KP: There are many of those as the British parliament had the opportunity to question or debate the state of the Armenians, the news of the massacres and deportations, etc. The book includes over 60 items from discussions in the House of Commons and 7 long and extensive debates in the House of Lords. These are not the “official” parliament minutes, but the proceedings as reported by journalists and reporters who attended these meetings.
KEGHART: There are several books about the coverage of the same events in North American media. In fact, you compiled one about the “Halifax Herald’s” coverage of Turkish/Armenian affairs from 1894-1922. Now you’ve produced the British counterpart. Are there similar books or books under consideration of the French, German, Russian media reports of the same events?
KP: The Halifax Herald compilation came to be because I was living and studying in Halifax, Nova Scotia. I had nothing better to do on a very cold April day, since my thesis was progressing smoothly, so one day on my way back home, I just went into the Archives Library of Halifax just out of curiosity. April 24 was approaching and in Halifax, only a handful of Armenians lived (mostly my uncle’s family and brothers, actually) and I was only curious to see if any Halifax paper had printed anything about the Armenians at the time. That resulted in the large 350-page book.
I wish there were other possible compilations. But I admit, it is not the work of one person alone. Since I did this manually page by page, it usually took me around two to three hours to skim through just one month’s issues. If each person in a group takes the responsibility to scan a year’s issues, the compilation would be finished in just a few months.
Armenian youth organizations should probably take up such projects in their own communities. I am sure many unknown little pieces of information will come to light. I was quite fascinated by a few items that The Times had translated from the German press, for example. There are also a number of items referring to Italian, French or even Dutch papers.
KEGHART: What’s your next literary project?
KP: I still have more than 2,500 items that shed a more extensive light on the life of the Armenians living in the Ottoman Empire, including persecution and massacre, long before 1915-1916, or what we have specified as the Genocide period. It does give substantial evidence that the Turks and Armenians did not live side by side “peacefully” before WWI as the Turks claim. There were persecution, unjust treatment, and massacres of whole Armenian villages long before WWI. We should keep in mind that prior to WWI, the British were staunch allies of the Ottoman Turks; thus their reports cannot be described as biased. Whether I will proceed and work on this project that will result in a 3 or 4 volume book remains to be seen. I am not supported nor am I funded by anyone to be able to dedicate my full time on such a long and demanding project.
KEGHART: Are you planning a book tour?
KP: The only book presentation that I have for the time being is in London, UK, at the end of November.
**University lecturer, well-known journalist, and Genocide data collector par excellence Katia M. Peltekian has just published her two-volume monumental work on the coverage of the Genocide of Armenians in the British press [Volume 1: 1914-1919; Volume 2: 1920-1923]. Born and raised in Beirut, Ms.
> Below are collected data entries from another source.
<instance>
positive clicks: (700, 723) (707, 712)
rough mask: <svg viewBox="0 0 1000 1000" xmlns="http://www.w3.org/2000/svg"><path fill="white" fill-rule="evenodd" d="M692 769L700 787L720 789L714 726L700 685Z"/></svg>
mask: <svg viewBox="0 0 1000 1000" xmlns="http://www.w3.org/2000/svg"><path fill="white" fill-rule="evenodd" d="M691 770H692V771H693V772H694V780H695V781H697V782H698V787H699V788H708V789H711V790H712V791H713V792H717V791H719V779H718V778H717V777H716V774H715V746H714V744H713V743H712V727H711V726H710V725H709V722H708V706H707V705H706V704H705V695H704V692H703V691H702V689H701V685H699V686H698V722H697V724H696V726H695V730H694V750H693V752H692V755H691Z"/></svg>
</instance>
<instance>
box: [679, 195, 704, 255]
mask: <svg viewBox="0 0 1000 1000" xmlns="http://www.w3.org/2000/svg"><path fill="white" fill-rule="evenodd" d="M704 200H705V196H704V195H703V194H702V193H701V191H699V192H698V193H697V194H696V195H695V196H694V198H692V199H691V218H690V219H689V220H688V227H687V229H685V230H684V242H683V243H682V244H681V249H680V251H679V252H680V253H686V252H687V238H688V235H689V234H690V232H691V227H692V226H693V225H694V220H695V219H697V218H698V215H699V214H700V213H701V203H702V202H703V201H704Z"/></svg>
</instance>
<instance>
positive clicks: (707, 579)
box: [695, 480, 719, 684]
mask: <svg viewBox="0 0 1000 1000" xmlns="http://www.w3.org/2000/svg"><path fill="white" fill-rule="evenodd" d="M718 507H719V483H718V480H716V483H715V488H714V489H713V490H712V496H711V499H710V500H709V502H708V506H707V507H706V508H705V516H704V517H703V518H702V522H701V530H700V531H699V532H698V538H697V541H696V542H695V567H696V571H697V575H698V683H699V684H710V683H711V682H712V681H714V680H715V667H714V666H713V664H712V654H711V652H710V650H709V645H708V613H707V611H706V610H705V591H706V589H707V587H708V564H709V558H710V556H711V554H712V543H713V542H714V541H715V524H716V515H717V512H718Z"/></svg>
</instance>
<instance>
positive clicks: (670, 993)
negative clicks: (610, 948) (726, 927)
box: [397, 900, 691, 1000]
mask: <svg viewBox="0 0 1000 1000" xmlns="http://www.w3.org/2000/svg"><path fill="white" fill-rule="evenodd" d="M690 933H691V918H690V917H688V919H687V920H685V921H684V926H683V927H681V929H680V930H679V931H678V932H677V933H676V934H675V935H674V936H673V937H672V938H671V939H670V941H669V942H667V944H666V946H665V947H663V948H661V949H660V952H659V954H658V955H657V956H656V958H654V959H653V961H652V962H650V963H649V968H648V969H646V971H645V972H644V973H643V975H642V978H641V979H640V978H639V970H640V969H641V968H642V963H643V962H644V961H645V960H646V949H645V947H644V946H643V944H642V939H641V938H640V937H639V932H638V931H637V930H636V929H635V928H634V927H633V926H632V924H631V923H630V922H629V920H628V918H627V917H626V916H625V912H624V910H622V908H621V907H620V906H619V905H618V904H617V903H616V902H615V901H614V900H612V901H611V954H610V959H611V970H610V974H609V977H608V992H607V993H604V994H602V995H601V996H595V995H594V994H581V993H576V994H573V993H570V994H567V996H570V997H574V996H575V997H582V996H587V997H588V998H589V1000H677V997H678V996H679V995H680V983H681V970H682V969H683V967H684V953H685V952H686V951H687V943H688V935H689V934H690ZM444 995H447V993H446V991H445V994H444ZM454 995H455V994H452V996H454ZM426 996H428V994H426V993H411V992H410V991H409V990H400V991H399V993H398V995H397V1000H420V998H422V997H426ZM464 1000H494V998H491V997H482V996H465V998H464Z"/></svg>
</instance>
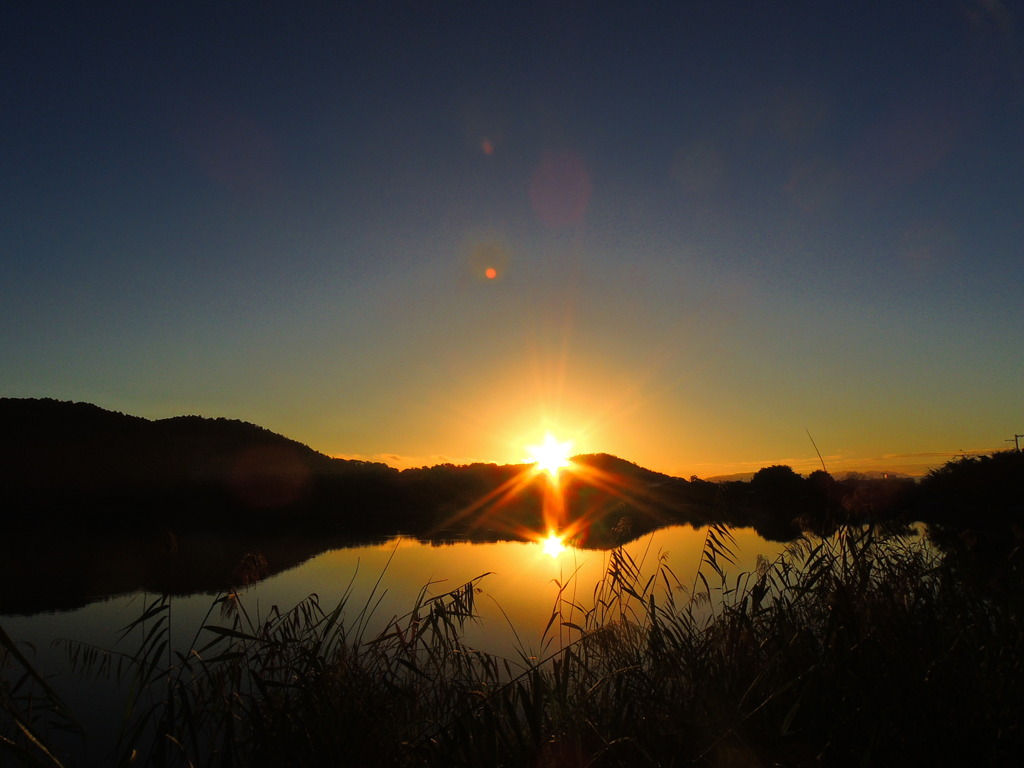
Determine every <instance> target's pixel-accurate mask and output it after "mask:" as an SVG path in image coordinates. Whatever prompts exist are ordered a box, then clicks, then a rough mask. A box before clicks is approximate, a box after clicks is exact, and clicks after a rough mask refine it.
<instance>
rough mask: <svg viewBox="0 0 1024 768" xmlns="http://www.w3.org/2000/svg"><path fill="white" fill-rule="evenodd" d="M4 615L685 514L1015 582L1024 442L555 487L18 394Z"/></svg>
mask: <svg viewBox="0 0 1024 768" xmlns="http://www.w3.org/2000/svg"><path fill="white" fill-rule="evenodd" d="M0 430H2V431H0V434H2V439H0V530H2V531H3V534H4V535H3V536H0V613H2V612H9V611H14V612H31V611H33V610H37V609H58V608H63V607H73V606H74V605H78V604H83V603H84V602H86V601H88V600H89V599H93V598H95V597H97V596H100V595H103V594H116V593H121V592H130V591H134V590H138V589H150V590H156V591H159V592H164V593H169V594H186V593H190V592H195V591H198V590H219V589H225V588H228V587H230V586H231V585H233V584H237V583H239V580H240V579H246V578H249V575H247V574H251V573H250V571H252V570H253V568H252V567H251V566H252V564H253V563H256V564H257V565H258V567H256V568H255V570H257V571H259V572H260V575H266V574H269V573H273V572H278V571H280V570H282V569H284V568H287V567H291V566H293V565H295V564H298V563H299V562H302V561H303V560H304V559H306V558H308V557H312V556H314V555H316V554H318V553H319V552H323V551H325V550H327V549H332V548H337V547H343V546H358V545H362V544H367V543H371V542H378V541H382V540H384V539H386V538H388V537H391V536H396V535H401V536H409V537H415V538H417V539H420V540H421V541H430V542H439V541H453V540H469V541H525V540H530V539H537V538H539V537H540V536H542V535H544V534H545V532H546V530H547V527H548V526H550V525H554V526H556V527H557V528H558V529H559V530H560V531H562V532H567V534H568V535H569V536H570V537H571V543H572V544H573V545H574V546H578V547H588V548H600V549H606V548H610V547H615V546H617V545H620V544H624V543H626V542H628V541H631V540H633V539H636V538H638V537H640V536H643V535H645V534H646V532H648V531H650V530H653V529H656V528H658V527H663V526H666V525H672V524H681V523H683V524H685V523H688V524H691V525H694V526H698V525H702V524H707V523H709V522H716V523H727V524H731V525H736V526H751V527H754V528H756V529H757V531H758V532H759V534H760V535H761V536H762V537H764V538H765V539H771V540H776V541H788V540H792V539H794V538H796V537H797V536H800V534H801V532H802V531H808V530H809V531H815V532H827V531H829V530H835V528H836V526H837V525H842V524H851V523H852V524H863V523H866V522H881V523H885V524H888V525H895V526H897V527H899V526H905V525H906V524H907V523H908V522H911V521H914V520H923V521H926V522H929V523H930V530H931V531H933V534H932V537H933V540H934V541H935V542H936V543H937V544H938V545H939V546H940V547H942V548H943V549H947V550H950V551H959V550H963V552H958V554H957V556H958V557H959V558H961V562H962V563H963V565H962V567H964V568H965V569H970V570H971V571H972V572H975V573H977V580H978V581H979V582H980V583H988V582H990V581H992V580H996V581H998V579H1002V578H1004V577H1005V574H1001V573H992V572H990V569H989V568H986V563H988V562H989V561H991V560H992V559H993V558H992V557H991V556H990V555H991V554H992V553H998V552H1001V551H1002V550H1005V549H1007V548H1013V547H1015V546H1019V545H1020V543H1021V537H1020V529H1021V525H1020V521H1021V515H1022V508H1021V501H1020V500H1021V498H1022V493H1024V486H1022V482H1024V464H1022V462H1024V457H1022V455H1021V454H1019V453H1016V452H1008V453H1005V454H997V455H994V456H992V457H988V458H981V459H972V460H964V461H961V462H951V463H950V464H948V465H946V467H944V468H943V469H942V470H938V471H935V472H933V473H932V474H931V475H930V476H929V477H926V478H924V480H922V481H921V483H915V482H914V481H913V480H911V479H908V478H895V477H889V478H870V477H864V476H850V477H846V478H843V479H840V480H837V479H834V478H833V477H831V476H830V475H828V473H827V472H824V471H820V470H819V471H815V472H813V473H811V475H810V476H808V477H806V478H805V477H802V476H801V475H799V474H797V473H796V472H794V471H793V470H792V469H791V468H790V467H786V466H773V467H765V468H763V469H761V470H759V471H758V472H757V473H755V474H754V475H753V476H752V478H751V479H750V481H724V482H711V481H707V480H698V479H696V478H690V480H685V479H682V478H678V477H673V476H670V475H666V474H662V473H659V472H654V471H651V470H649V469H645V468H643V467H640V466H638V465H636V464H634V463H632V462H629V461H626V460H624V459H621V458H618V457H615V456H611V455H609V454H590V455H583V456H577V457H574V458H573V459H572V466H571V468H570V469H569V470H568V471H565V472H563V473H562V474H561V475H560V477H559V479H558V482H557V484H552V482H551V481H550V480H549V478H548V476H547V474H546V473H543V472H538V471H536V470H535V468H534V467H532V466H531V465H527V464H511V465H497V464H484V463H477V464H469V465H460V466H456V465H452V464H442V465H437V466H433V467H421V468H418V469H406V470H402V471H398V470H397V469H394V468H392V467H389V466H387V465H384V464H378V463H373V462H361V461H352V460H344V459H334V458H331V457H328V456H325V455H324V454H321V453H318V452H316V451H314V450H313V449H311V447H309V446H308V445H305V444H303V443H301V442H298V441H296V440H292V439H289V438H288V437H285V436H283V435H280V434H276V433H274V432H271V431H270V430H267V429H264V428H262V427H259V426H257V425H255V424H250V423H247V422H243V421H237V420H229V419H209V418H203V417H199V416H180V417H175V418H171V419H160V420H148V419H143V418H140V417H136V416H129V415H125V414H122V413H117V412H112V411H105V410H103V409H100V408H98V407H96V406H93V404H89V403H84V402H66V401H58V400H52V399H19V398H0ZM1002 559H1004V560H1005V559H1006V558H1002ZM247 563H248V565H247ZM240 565H241V570H240ZM240 573H241V574H242V575H240Z"/></svg>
Peltekian has a BA and MA in English Literature from the American University of Beirut (AUB) and MA in Education from Dalhousie University (Halifax, Nova Scotia, Canada). She taught English at AUB from 1988 to 2005, has presented several papers at international conferences and conducted numerous teacher-training workshops in Lebanon and Jordan (1990-2010). She also taught English and Business English at Haigazian University (Beirut) from 2005 to 2012. She has published numerous articles related to the Armenians. Since 1999 as a volunteer, she has been compiling on a daily basis news about Armenians and often translating from Arabic to English for the Armenian News Network Groong. Some of the links of her work appear in Armeniapedia.